DP Kadane¶
Table of Contents¶
- 53. Maximum Subarray (Medium)
- 918. Maximum Sum Circular Subarray (Medium)
- 152. Maximum Product Subarray (Medium)
- 978. Longest Turbulent Subarray (Medium)
- 1186. Maximum Subarray Sum with One Deletion (Medium)
53. Maximum Subarray¶
-
LeetCode | LeetCode CH (Medium)
-
Tags: array, divide and conquer, dynamic programming
53. Maximum Subarray - Python Solution
from typing import List
# DP Kadane
def maxSubArrayDP(nums: List[int]) -> int:
dp = [0 for _ in range(len(nums))]
dp[0] = nums[0]
maxSum = nums[0]
for i in range(1, len(nums)):
dp[i] = max(
dp[i - 1] + nums[i], # continue the previous subarray
nums[i], # start a new subarray
)
maxSum = max(maxSum, dp[i])
return maxSum
# Greedy
def maxSubArrayGreedy(nums: List[int]) -> int:
max_sum = nums[0]
cur_sum = 0
for num in nums:
cur_sum = max(cur_sum + num, num)
max_sum = max(max_sum, cur_sum)
return max_sum
# Prefix Sum
def maxSubArrayPrefixSum(nums: List[int]) -> int:
prefix_sum = 0
prefix_sum_min = 0
res = float("-inf")
for num in nums:
prefix_sum += num
res = max(res, prefix_sum - prefix_sum_min)

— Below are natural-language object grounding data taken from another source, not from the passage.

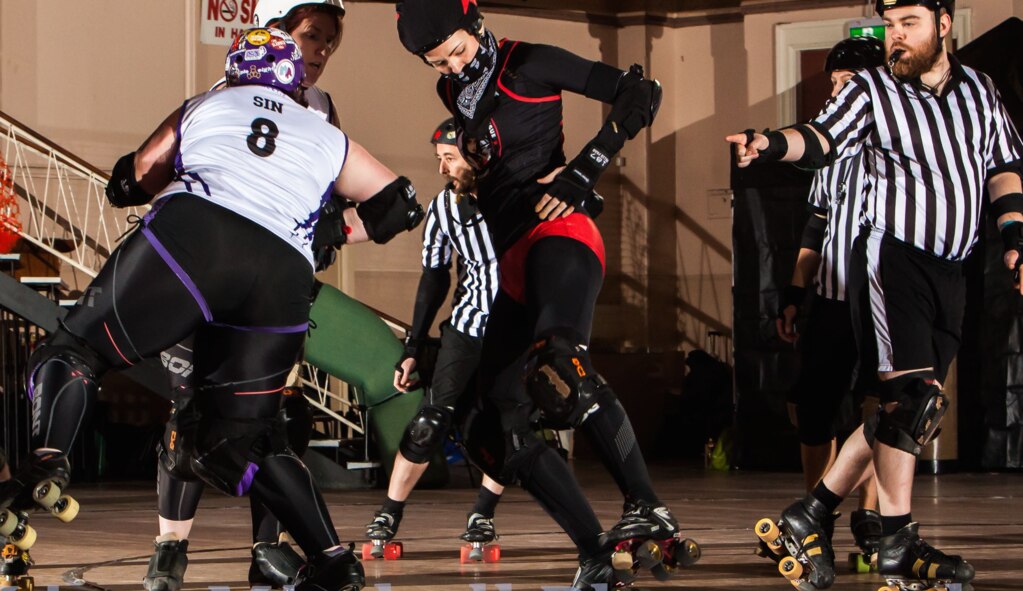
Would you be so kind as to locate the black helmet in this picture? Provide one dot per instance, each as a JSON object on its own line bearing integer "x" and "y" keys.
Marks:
{"x": 936, "y": 5}
{"x": 424, "y": 25}
{"x": 446, "y": 133}
{"x": 855, "y": 53}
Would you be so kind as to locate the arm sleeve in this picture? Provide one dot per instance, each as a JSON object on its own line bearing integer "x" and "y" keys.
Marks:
{"x": 847, "y": 121}
{"x": 1005, "y": 149}
{"x": 436, "y": 278}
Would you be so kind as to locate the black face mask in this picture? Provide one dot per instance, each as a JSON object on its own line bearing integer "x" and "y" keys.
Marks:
{"x": 482, "y": 62}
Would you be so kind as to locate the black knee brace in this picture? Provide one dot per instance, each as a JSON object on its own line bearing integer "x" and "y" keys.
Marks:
{"x": 425, "y": 434}
{"x": 915, "y": 421}
{"x": 298, "y": 419}
{"x": 178, "y": 445}
{"x": 56, "y": 364}
{"x": 228, "y": 451}
{"x": 563, "y": 383}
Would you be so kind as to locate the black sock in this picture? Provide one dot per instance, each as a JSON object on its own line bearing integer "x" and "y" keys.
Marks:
{"x": 486, "y": 502}
{"x": 392, "y": 506}
{"x": 830, "y": 500}
{"x": 610, "y": 430}
{"x": 892, "y": 524}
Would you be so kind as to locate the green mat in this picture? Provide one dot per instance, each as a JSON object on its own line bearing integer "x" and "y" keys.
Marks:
{"x": 352, "y": 344}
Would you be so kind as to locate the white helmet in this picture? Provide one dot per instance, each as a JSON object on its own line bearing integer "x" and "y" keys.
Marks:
{"x": 270, "y": 10}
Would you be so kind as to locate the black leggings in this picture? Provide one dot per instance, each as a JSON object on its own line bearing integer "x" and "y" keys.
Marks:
{"x": 563, "y": 280}
{"x": 194, "y": 267}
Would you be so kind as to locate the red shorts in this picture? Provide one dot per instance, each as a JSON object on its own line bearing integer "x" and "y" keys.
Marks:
{"x": 513, "y": 264}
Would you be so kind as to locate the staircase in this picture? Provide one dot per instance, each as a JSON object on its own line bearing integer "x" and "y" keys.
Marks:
{"x": 67, "y": 223}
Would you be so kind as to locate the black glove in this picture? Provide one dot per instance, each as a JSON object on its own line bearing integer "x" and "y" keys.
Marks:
{"x": 329, "y": 232}
{"x": 1012, "y": 239}
{"x": 413, "y": 347}
{"x": 574, "y": 185}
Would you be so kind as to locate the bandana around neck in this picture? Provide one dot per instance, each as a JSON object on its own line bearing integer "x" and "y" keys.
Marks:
{"x": 476, "y": 76}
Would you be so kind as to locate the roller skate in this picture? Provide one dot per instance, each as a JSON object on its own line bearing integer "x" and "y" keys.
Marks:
{"x": 168, "y": 563}
{"x": 38, "y": 484}
{"x": 14, "y": 569}
{"x": 337, "y": 570}
{"x": 274, "y": 564}
{"x": 800, "y": 537}
{"x": 865, "y": 526}
{"x": 595, "y": 574}
{"x": 381, "y": 531}
{"x": 648, "y": 538}
{"x": 908, "y": 563}
{"x": 480, "y": 534}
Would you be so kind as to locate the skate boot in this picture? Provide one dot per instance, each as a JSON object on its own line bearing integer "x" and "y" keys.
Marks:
{"x": 908, "y": 563}
{"x": 801, "y": 533}
{"x": 14, "y": 569}
{"x": 167, "y": 566}
{"x": 37, "y": 484}
{"x": 480, "y": 534}
{"x": 381, "y": 531}
{"x": 865, "y": 526}
{"x": 274, "y": 564}
{"x": 648, "y": 537}
{"x": 335, "y": 570}
{"x": 594, "y": 574}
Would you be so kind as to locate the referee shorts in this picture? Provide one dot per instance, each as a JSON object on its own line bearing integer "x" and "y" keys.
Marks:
{"x": 907, "y": 305}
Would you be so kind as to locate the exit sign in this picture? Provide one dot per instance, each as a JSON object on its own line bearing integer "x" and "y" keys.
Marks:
{"x": 877, "y": 31}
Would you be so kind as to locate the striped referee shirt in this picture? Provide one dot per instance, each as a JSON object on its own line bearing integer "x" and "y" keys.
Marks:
{"x": 927, "y": 156}
{"x": 450, "y": 228}
{"x": 839, "y": 188}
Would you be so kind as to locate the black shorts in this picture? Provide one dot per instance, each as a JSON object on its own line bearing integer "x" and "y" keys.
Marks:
{"x": 907, "y": 304}
{"x": 828, "y": 349}
{"x": 455, "y": 368}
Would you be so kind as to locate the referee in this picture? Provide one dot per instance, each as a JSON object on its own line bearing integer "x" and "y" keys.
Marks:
{"x": 934, "y": 134}
{"x": 827, "y": 344}
{"x": 453, "y": 225}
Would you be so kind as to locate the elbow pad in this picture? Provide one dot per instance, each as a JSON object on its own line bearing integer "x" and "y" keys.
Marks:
{"x": 813, "y": 232}
{"x": 123, "y": 190}
{"x": 813, "y": 153}
{"x": 392, "y": 211}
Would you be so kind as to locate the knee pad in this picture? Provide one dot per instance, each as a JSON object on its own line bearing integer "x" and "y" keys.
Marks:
{"x": 298, "y": 418}
{"x": 563, "y": 383}
{"x": 80, "y": 360}
{"x": 915, "y": 421}
{"x": 228, "y": 451}
{"x": 178, "y": 444}
{"x": 425, "y": 434}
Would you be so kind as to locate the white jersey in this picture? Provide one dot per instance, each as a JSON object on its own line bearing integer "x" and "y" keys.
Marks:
{"x": 254, "y": 150}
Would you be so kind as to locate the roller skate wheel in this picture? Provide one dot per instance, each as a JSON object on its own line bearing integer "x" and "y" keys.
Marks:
{"x": 790, "y": 569}
{"x": 65, "y": 509}
{"x": 622, "y": 560}
{"x": 46, "y": 494}
{"x": 767, "y": 531}
{"x": 491, "y": 553}
{"x": 691, "y": 553}
{"x": 857, "y": 563}
{"x": 27, "y": 539}
{"x": 8, "y": 523}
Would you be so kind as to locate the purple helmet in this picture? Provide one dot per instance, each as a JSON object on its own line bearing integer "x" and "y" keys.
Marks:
{"x": 266, "y": 57}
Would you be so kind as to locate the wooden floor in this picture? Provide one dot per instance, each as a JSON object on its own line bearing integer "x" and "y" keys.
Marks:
{"x": 977, "y": 515}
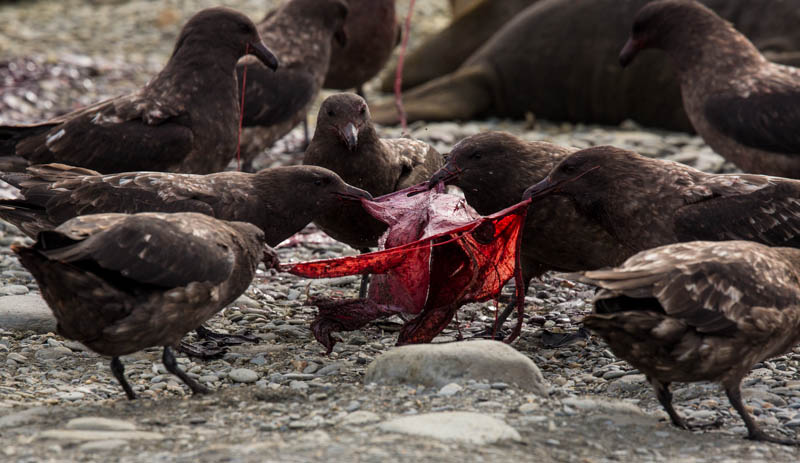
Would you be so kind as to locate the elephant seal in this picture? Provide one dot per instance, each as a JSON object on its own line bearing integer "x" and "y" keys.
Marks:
{"x": 556, "y": 60}
{"x": 474, "y": 22}
{"x": 372, "y": 32}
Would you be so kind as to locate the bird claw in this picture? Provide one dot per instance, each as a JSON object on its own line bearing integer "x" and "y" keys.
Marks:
{"x": 226, "y": 339}
{"x": 764, "y": 437}
{"x": 206, "y": 350}
{"x": 491, "y": 333}
{"x": 717, "y": 423}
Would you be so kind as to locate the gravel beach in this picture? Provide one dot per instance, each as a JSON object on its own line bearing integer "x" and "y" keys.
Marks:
{"x": 283, "y": 399}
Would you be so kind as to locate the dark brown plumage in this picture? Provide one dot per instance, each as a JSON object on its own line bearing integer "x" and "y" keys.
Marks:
{"x": 744, "y": 107}
{"x": 120, "y": 283}
{"x": 345, "y": 141}
{"x": 700, "y": 311}
{"x": 301, "y": 32}
{"x": 493, "y": 169}
{"x": 372, "y": 33}
{"x": 280, "y": 201}
{"x": 184, "y": 120}
{"x": 644, "y": 203}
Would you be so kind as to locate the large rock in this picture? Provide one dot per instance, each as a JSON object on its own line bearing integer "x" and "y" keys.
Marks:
{"x": 472, "y": 428}
{"x": 440, "y": 364}
{"x": 26, "y": 312}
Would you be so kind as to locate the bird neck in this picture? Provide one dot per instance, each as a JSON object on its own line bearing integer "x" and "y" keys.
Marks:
{"x": 304, "y": 50}
{"x": 715, "y": 49}
{"x": 276, "y": 217}
{"x": 200, "y": 63}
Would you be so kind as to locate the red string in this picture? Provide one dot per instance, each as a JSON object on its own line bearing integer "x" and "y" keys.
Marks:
{"x": 398, "y": 78}
{"x": 241, "y": 114}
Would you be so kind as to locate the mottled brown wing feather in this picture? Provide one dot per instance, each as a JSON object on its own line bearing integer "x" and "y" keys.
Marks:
{"x": 770, "y": 215}
{"x": 710, "y": 290}
{"x": 146, "y": 250}
{"x": 418, "y": 161}
{"x": 120, "y": 135}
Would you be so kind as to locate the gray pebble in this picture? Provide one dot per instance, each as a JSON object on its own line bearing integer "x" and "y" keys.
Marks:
{"x": 243, "y": 375}
{"x": 298, "y": 385}
{"x": 329, "y": 369}
{"x": 13, "y": 290}
{"x": 450, "y": 390}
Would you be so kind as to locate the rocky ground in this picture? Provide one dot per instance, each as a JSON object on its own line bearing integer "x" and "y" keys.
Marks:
{"x": 282, "y": 399}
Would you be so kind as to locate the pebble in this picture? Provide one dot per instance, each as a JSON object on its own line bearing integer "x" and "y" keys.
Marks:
{"x": 27, "y": 312}
{"x": 360, "y": 417}
{"x": 243, "y": 375}
{"x": 19, "y": 358}
{"x": 468, "y": 427}
{"x": 100, "y": 424}
{"x": 450, "y": 389}
{"x": 627, "y": 384}
{"x": 245, "y": 301}
{"x": 328, "y": 369}
{"x": 440, "y": 364}
{"x": 94, "y": 435}
{"x": 103, "y": 445}
{"x": 298, "y": 385}
{"x": 528, "y": 408}
{"x": 13, "y": 290}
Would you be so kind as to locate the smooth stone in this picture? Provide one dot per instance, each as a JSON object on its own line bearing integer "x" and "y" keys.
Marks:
{"x": 528, "y": 408}
{"x": 761, "y": 394}
{"x": 53, "y": 353}
{"x": 90, "y": 435}
{"x": 627, "y": 384}
{"x": 103, "y": 445}
{"x": 588, "y": 404}
{"x": 21, "y": 418}
{"x": 292, "y": 331}
{"x": 437, "y": 365}
{"x": 298, "y": 385}
{"x": 243, "y": 375}
{"x": 13, "y": 290}
{"x": 245, "y": 301}
{"x": 613, "y": 374}
{"x": 28, "y": 312}
{"x": 450, "y": 390}
{"x": 359, "y": 417}
{"x": 328, "y": 369}
{"x": 100, "y": 424}
{"x": 299, "y": 376}
{"x": 468, "y": 427}
{"x": 19, "y": 358}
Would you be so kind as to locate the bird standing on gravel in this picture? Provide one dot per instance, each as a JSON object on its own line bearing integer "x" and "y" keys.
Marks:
{"x": 644, "y": 203}
{"x": 119, "y": 283}
{"x": 184, "y": 120}
{"x": 700, "y": 311}
{"x": 744, "y": 107}
{"x": 302, "y": 33}
{"x": 346, "y": 142}
{"x": 55, "y": 193}
{"x": 493, "y": 169}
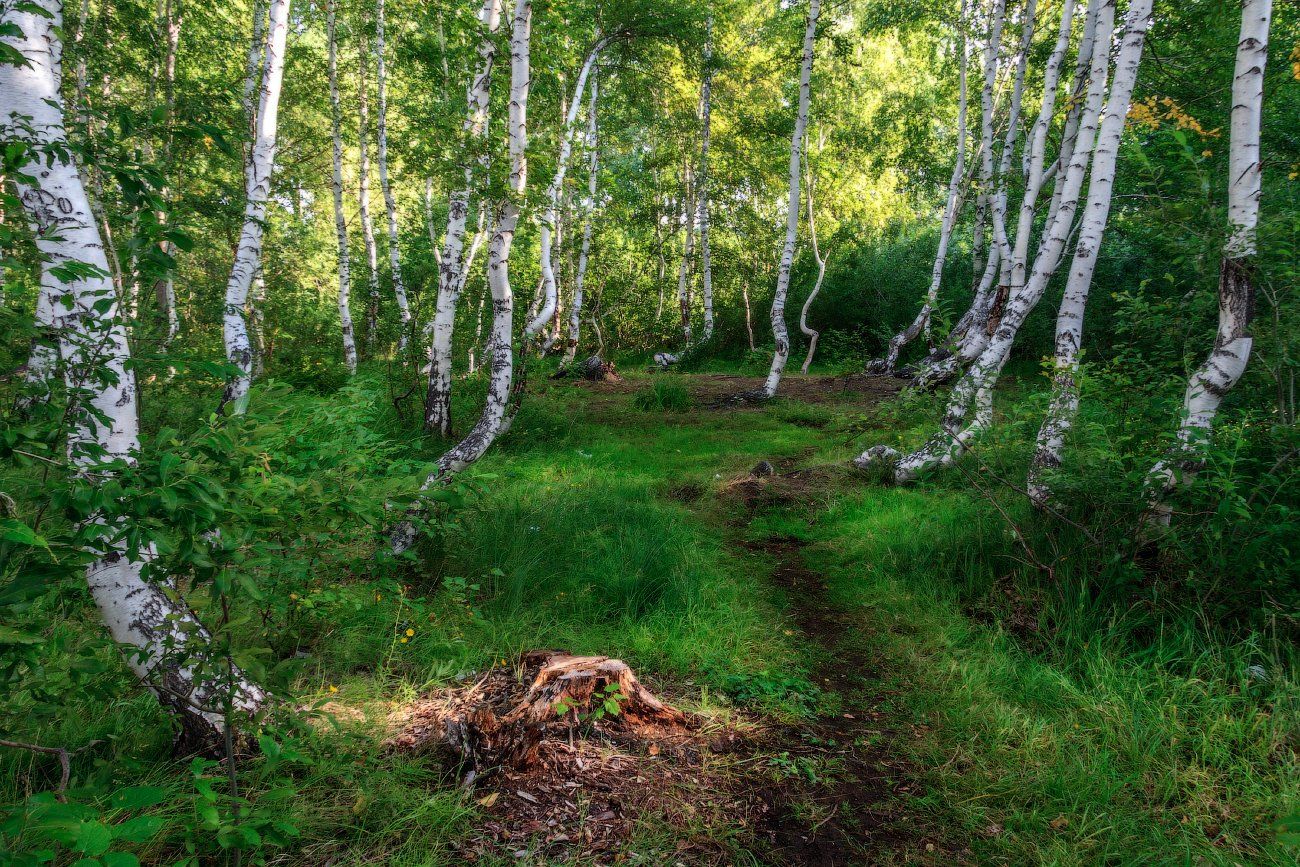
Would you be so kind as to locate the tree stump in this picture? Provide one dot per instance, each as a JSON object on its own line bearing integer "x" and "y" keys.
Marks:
{"x": 493, "y": 724}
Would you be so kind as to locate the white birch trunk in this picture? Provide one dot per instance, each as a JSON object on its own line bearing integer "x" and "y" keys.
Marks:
{"x": 792, "y": 220}
{"x": 593, "y": 165}
{"x": 952, "y": 207}
{"x": 976, "y": 384}
{"x": 1069, "y": 332}
{"x": 363, "y": 196}
{"x": 706, "y": 268}
{"x": 345, "y": 269}
{"x": 820, "y": 274}
{"x": 454, "y": 268}
{"x": 688, "y": 251}
{"x": 261, "y": 160}
{"x": 546, "y": 229}
{"x": 390, "y": 206}
{"x": 173, "y": 655}
{"x": 1233, "y": 341}
{"x": 501, "y": 350}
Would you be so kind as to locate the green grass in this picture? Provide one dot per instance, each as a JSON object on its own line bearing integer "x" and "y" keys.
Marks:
{"x": 1097, "y": 738}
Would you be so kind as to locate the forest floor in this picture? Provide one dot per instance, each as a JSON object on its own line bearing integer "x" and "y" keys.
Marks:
{"x": 875, "y": 673}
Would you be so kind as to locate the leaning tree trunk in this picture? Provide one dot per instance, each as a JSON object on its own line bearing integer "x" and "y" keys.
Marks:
{"x": 170, "y": 649}
{"x": 1233, "y": 341}
{"x": 546, "y": 230}
{"x": 792, "y": 220}
{"x": 974, "y": 390}
{"x": 1069, "y": 333}
{"x": 261, "y": 160}
{"x": 593, "y": 167}
{"x": 381, "y": 134}
{"x": 952, "y": 207}
{"x": 501, "y": 349}
{"x": 454, "y": 268}
{"x": 706, "y": 268}
{"x": 345, "y": 271}
{"x": 688, "y": 252}
{"x": 363, "y": 196}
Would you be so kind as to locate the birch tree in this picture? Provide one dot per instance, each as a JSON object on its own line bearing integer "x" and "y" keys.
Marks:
{"x": 1233, "y": 342}
{"x": 501, "y": 350}
{"x": 381, "y": 134}
{"x": 363, "y": 195}
{"x": 454, "y": 268}
{"x": 593, "y": 165}
{"x": 952, "y": 207}
{"x": 169, "y": 645}
{"x": 974, "y": 390}
{"x": 547, "y": 224}
{"x": 258, "y": 173}
{"x": 345, "y": 269}
{"x": 792, "y": 220}
{"x": 1069, "y": 329}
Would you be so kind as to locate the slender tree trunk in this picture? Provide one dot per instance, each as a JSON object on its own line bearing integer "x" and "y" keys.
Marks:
{"x": 390, "y": 206}
{"x": 453, "y": 269}
{"x": 345, "y": 268}
{"x": 1233, "y": 341}
{"x": 501, "y": 346}
{"x": 974, "y": 390}
{"x": 792, "y": 220}
{"x": 706, "y": 98}
{"x": 952, "y": 207}
{"x": 546, "y": 229}
{"x": 172, "y": 649}
{"x": 363, "y": 196}
{"x": 593, "y": 167}
{"x": 688, "y": 251}
{"x": 820, "y": 274}
{"x": 261, "y": 160}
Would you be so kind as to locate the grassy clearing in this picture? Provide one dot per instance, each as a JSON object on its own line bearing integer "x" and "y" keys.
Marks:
{"x": 1051, "y": 727}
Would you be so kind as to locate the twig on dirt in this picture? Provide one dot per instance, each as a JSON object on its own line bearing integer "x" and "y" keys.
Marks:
{"x": 64, "y": 761}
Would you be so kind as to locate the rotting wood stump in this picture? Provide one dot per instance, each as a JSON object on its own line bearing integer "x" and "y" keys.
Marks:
{"x": 502, "y": 720}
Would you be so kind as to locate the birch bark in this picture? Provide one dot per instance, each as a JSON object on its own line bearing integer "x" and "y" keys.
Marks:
{"x": 345, "y": 268}
{"x": 593, "y": 165}
{"x": 1233, "y": 342}
{"x": 381, "y": 133}
{"x": 173, "y": 655}
{"x": 258, "y": 173}
{"x": 454, "y": 268}
{"x": 792, "y": 221}
{"x": 1069, "y": 330}
{"x": 501, "y": 345}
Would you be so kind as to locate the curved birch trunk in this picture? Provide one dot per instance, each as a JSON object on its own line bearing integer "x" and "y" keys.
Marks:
{"x": 952, "y": 207}
{"x": 1233, "y": 341}
{"x": 261, "y": 160}
{"x": 501, "y": 350}
{"x": 453, "y": 268}
{"x": 1069, "y": 330}
{"x": 546, "y": 229}
{"x": 363, "y": 196}
{"x": 381, "y": 133}
{"x": 345, "y": 269}
{"x": 173, "y": 647}
{"x": 792, "y": 220}
{"x": 706, "y": 98}
{"x": 820, "y": 274}
{"x": 688, "y": 251}
{"x": 976, "y": 384}
{"x": 593, "y": 165}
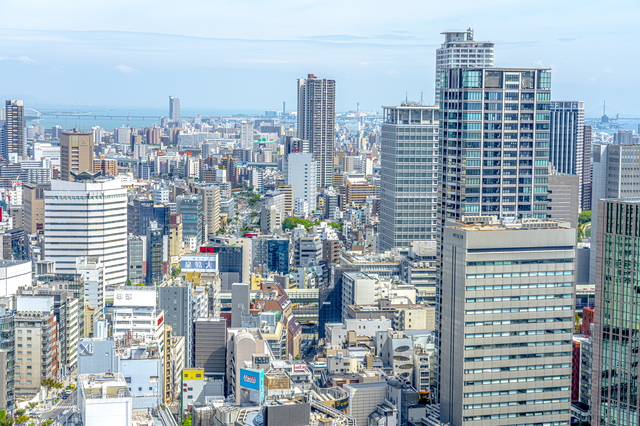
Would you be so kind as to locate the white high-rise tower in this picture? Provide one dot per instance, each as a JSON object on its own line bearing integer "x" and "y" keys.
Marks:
{"x": 459, "y": 50}
{"x": 87, "y": 218}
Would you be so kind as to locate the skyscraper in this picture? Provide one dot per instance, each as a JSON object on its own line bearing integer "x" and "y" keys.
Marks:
{"x": 459, "y": 50}
{"x": 13, "y": 135}
{"x": 76, "y": 153}
{"x": 567, "y": 138}
{"x": 585, "y": 202}
{"x": 508, "y": 303}
{"x": 316, "y": 122}
{"x": 174, "y": 109}
{"x": 494, "y": 142}
{"x": 615, "y": 175}
{"x": 409, "y": 176}
{"x": 246, "y": 135}
{"x": 300, "y": 172}
{"x": 617, "y": 315}
{"x": 87, "y": 218}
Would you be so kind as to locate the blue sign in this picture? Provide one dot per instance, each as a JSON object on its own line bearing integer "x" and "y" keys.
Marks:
{"x": 199, "y": 263}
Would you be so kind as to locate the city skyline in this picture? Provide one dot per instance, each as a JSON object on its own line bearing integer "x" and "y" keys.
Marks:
{"x": 375, "y": 59}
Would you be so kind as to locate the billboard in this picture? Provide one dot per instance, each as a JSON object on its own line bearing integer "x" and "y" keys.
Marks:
{"x": 253, "y": 381}
{"x": 191, "y": 263}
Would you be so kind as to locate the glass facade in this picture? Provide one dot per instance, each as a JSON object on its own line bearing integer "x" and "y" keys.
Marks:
{"x": 409, "y": 180}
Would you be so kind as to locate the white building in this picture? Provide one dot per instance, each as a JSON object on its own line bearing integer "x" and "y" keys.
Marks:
{"x": 104, "y": 400}
{"x": 300, "y": 171}
{"x": 122, "y": 135}
{"x": 92, "y": 271}
{"x": 87, "y": 218}
{"x": 459, "y": 50}
{"x": 246, "y": 135}
{"x": 160, "y": 194}
{"x": 13, "y": 274}
{"x": 134, "y": 310}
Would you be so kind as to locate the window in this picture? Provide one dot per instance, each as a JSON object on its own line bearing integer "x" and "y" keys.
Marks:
{"x": 471, "y": 78}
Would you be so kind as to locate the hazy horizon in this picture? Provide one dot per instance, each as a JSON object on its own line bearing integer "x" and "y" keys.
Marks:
{"x": 248, "y": 54}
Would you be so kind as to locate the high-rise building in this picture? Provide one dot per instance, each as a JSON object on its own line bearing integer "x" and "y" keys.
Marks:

prefix_sum_min = min(prefix_sum_min, prefix_sum)
return res
nums = [-2, 1, -3, 4, -1, 2, 1, -5, 4]
print(maxSubArrayDP(nums)) # 6
print(maxSubArrayGreedy(nums)) # 6
print(maxSubArrayPrefixSum(nums)) # 6
918. Maximum Sum Circular Subarray¶
-
LeetCode | LeetCode CH (Medium)
-
Tags: array, divide and conquer, dynamic programming, queue, monotonic queue
918. Maximum Sum Circular Subarray - Python Solution
from collections import deque
from typing import List
# DP - Kadane
def maxSubarraySumCircularKadane(nums: List[int]) -> int:
max_sum = min_sum = nums[0]
max_cur = min_cur = 0
total = 0
for num in nums:
max_cur = max(max_cur + num, num)
min_cur = min(min_cur + num, num)
total += num
max_sum = max(max_sum, max_cur)
min_sum = min(min_sum, min_cur)
return max(max_sum, total - min_sum) if max_sum > 0 else max_sum
# Monotonic Queue
def maxSubarraySumCircularMQ(nums: List[int]) -> int:
n = len(nums)
prefix_sum = [0] * (2 * n + 1)
for i in range(1, 2 * n + 1):
prefix_sum[i] = prefix_sum[i - 1] + nums[(i - 1) % n]
q = deque([0])
max_sum = float("-inf")
for i in range(1, 2 * n + 1):
if q[0] < i - n:
q.popleft()
max_sum = max(max_sum, prefix_sum[i] - prefix_sum[q[0]])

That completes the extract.